This is surprisingly my first topic despite lurking for a very long time.
I find myself wanting to add tracing and some form of Application Performance Monitoring (APM) service. The complication is that we are a healthcare company and subject to regulation (the HIPAA Act) that limits what services we can use. For example NewRelic is not really an option. DataDog is a “maybe” but their pricing is a bit expensive for them to sign the contracts required for the regulation.
We already have a contract with Sentry, and use them for their originally advertised purpose of error monitoring, but they’ve “recently” added general Application Monitoring with tracing support that seems to follow the OpenTelemetry spec. The “official” sentry library for Elixir does not have support for this or the “new” way Sentry collects data, and doesn’t seem to have much movement going on there.
We also use GCP (Google Cloud) and have the contracts needed for them. They have an OpenTelemetry-based product called Cloud Trace (formerly Stackdriver?).
In both cases there aren’t really any Spandex adapters beyond what I’ve seen for DataDog, although it looks like there’s some auto-generated GCP things for Cloud Trace in their elixir-google-api library
Has anyone seen any Spandex adapters for either of these? Or suggestions for a way to get an APM-like experience? I know about prom_ex since I used to work with akoutmos, but we’re a pretty small team and I’d like to try for a paid service first before spinning up Prometheus and Grafana for this. I’m also not opposed to writing the adapters, it just becomes a harder sell, and I’m not sure yet what Spandex gives you as far as process tracking, and what I’d need to build myself.
I am currently working on incorporating GrafanaAgent into PromEx which opens the door for leveraging GrafanaCloud for example to host both Grafana and Prometheus. No need to have Prometheus poll metrics over the public internet :). GrafanaAgent pushes the Prometheus metrics via remote_write. Currently using the experimental version at my work with GrafanaCloud and it is working beautifully. Doesn’t immediately address your tracing dilemma…but it’s something hah.
Ok, after reading up more, I think I maybe answered my own question:
:telemetry is not built with open-telemetry in mind. It’s just a pub-sub-like setup for emitting events to handlers
Spandex looks like it is roughly close to the open-telemetry spec but is not explicitly built for it, does not consume :telemetry information, and at the moment only has an adapter for DataDog.
:opentelemetry and :opentelemetry_api are built with the open-telemetry spec in mind by that community and is in beta for tracing, but it looks like not all of the opentelemetry plugins/handlers/etc use :telemetry, only the ecto and phoenix one.
So I guess a more accurate question would be:
If I wanted to do tracing part of an APM for Google Cloud or Sentry, which both supposedly support OpenTelemetry, does it seem like Spandex or opentelemetry would be the right way to go?

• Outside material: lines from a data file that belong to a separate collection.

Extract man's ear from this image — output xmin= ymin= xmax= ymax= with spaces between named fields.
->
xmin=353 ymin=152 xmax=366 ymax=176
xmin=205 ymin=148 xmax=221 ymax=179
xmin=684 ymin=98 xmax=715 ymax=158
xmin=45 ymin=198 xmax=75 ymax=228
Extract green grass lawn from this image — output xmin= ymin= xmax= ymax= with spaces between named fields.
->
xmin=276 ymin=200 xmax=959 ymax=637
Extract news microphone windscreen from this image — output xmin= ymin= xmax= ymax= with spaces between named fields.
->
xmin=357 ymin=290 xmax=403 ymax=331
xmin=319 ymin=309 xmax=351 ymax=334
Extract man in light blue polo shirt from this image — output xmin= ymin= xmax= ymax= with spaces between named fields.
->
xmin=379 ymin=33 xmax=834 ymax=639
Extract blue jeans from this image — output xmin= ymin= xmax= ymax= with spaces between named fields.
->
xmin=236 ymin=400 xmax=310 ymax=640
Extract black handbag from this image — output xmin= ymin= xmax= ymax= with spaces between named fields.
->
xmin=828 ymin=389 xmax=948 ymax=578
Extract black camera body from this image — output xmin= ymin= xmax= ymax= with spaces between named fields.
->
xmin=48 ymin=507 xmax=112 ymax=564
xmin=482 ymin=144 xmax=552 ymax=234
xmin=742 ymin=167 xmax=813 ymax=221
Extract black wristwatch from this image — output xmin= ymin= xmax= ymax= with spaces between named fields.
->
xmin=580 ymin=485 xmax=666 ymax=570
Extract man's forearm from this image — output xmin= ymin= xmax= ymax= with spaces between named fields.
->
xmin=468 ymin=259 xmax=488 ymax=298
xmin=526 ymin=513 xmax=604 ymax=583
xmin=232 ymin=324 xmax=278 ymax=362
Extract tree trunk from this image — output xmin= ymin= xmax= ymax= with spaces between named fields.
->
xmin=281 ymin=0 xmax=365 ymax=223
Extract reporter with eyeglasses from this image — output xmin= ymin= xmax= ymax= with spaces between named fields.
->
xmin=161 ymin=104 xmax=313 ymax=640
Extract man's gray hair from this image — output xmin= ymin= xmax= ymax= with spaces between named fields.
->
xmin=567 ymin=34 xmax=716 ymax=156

open_telemetry doesn’t have to use telemetry. As you said, telemetry is only PubSub and anyone can hook into it to publish events, including open telemetry.
I just saw this post and though you may have made a decision already I wanted to mention that an option for your particular case may be Splunk APM, Introducing Splunk APM | Splunk – especially because of your HIPAA requirements.
Full disclosure: I work for Splunk on OpenTelemetry.
If anyone comes across this later on, open_telemetry is the route we’ll likely go. New Relic is now offering HIPAA compliant services, but their minimum spend seems to be $USD25k/yr once we actually got someone knowledgeable about it.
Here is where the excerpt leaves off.